They have to get to the airport IMMEDIATELY after the school’s Christmas Eve concert. They must spend Christmas Eve in the air! It is a phenomenal shot which lasts all of three seconds: Joanna (Olivia Rose Olson) ducks into the car. We only see the burgundy knit beanie-capped back of her head and purple coat as she enters the vehicle and pulls the door closed without so much as a second glance back at the school where she has spent a full semester. Most of that time, presumably, Joanna was heavily invested in preparations for the big Christmas Eve concert that has wrapped up maybe half an hour ago (about three minutes in the movie’s time).
Joanna is fascinating because — as is the case for most of the gargantuan Love, Actually cast’s short roles — we know almost nothing about her. We know, thanks to Weird Little UK Boy Sam’s (Thomas Brodie-Sangster) crush on her, that she is American, a detail pertinent only because 1) we hear her sing in ‘American English’ at the concert and 2) she and her family have to get back to the states for Christmas. That is, they leave immediately from the concert for the airport, and they must be cutting it awfully close, for once in the airport, they don’t spend any time waiting around in lines or sitting at the gate waiting to board. In fact, they seem to be the very last passengers boarding the plane! The waiting room is completely empty by the time Sam catches up to Joanna and her family. Not only can I never conceive of cutting such a long and important flight so close, but they’re doing so on CHRISTMAS EVE. The concert seems to happen in the evening, and sure enough a screen in the airport informs us that the Virgin Airlines flight VS003 (last call, by the way) departs at 21:45 for JFK. Assuming New York City to be their final destination, that would mean they will be traveling ‘back in time’ by 5 hours thanks to the time difference. But the flight itself lasts about 8hrs. So they will land in New York at 12:45am Christmas morning in New York, and then will probably take another hour to get home (oh don’t forget an extra 15 minutes for baggage claim, although I suppose it’s not so far fetched to imagine they don’t have any checked luggage for a one month trip home), terribly jet lagged. That puts them home at about 2:00AM. All this just to be in New York for Christmas morning.

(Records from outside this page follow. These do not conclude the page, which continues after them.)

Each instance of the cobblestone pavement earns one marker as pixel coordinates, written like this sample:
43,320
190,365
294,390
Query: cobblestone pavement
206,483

What kind of Christmas morning will it be for them, I wonder? Will they be ready to face the day and open presents as usual? Maybe they’re just the type of people who actually manage to get decent sleep on the plane. Or maybe they intend to nap after opening presents. It is truly insane to consider how far humanity has come: barreling through the sky at 560 miles per hour in a tin can, at an altitude of 40,000 feet, for eight straight hours to cross over 3000 miles to be in a different country for a pagan holiday.